“What you see right there is variable pricing,” Bowser told The Washington Post. “We’ll look at each game, really look at the development that’s gone into the game, the breadth and depth of the gameplay, if you will, the durability over time and the repeatability of gameplay experiences.
AKA corporate greed.
There are more people buying games now than ever before. 20-30 years ago, games would set sales records selling over 500k copies in a year or two. Nowadays that number is like 13 million in a month. Gaming companys report record profits year over year (except Ubisoft lol) and they monetize games even harder now with microtransactions.

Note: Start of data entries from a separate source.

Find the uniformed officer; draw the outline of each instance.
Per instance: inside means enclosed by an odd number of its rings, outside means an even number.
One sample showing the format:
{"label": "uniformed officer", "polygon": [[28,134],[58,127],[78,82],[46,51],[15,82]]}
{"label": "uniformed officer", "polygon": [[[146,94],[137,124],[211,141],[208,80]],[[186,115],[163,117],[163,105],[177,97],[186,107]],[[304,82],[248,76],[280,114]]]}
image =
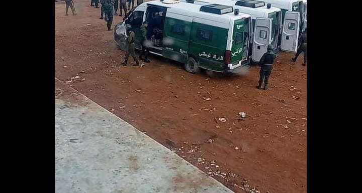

Prices should be going down. Its not my problem development costs are bloated because dev teams are too big and the marketing team wants to play Beatles music in every trailer. But they’re making it my problem by making me pay for it.
So I just don’t pay for it. Problem solved. If they go out of business, its their own fault. Not mine. Unfortunately, Nintendo is too big to fail.
This is the kind of reasoned response i am on lemmy for. I was firmly in OPs camp and almost didn’t read your reply. I read it and you convinced me.
Great point about total sales volume!
What independent studios are using expensive Beatles songs in their trailers? Most of the failing studios don’t have bloated marketing teams. And no, most games don’t sell tens of millions, let alone within “a month”
Mario kart sure does though. If it truly is whatever pricing they claim, it is THE GAME that could offset the development costs over the period of time it will be sold for going by past Nintendo consoles. There is one Mario kart per generation with maybe some (paid) downloadable content later.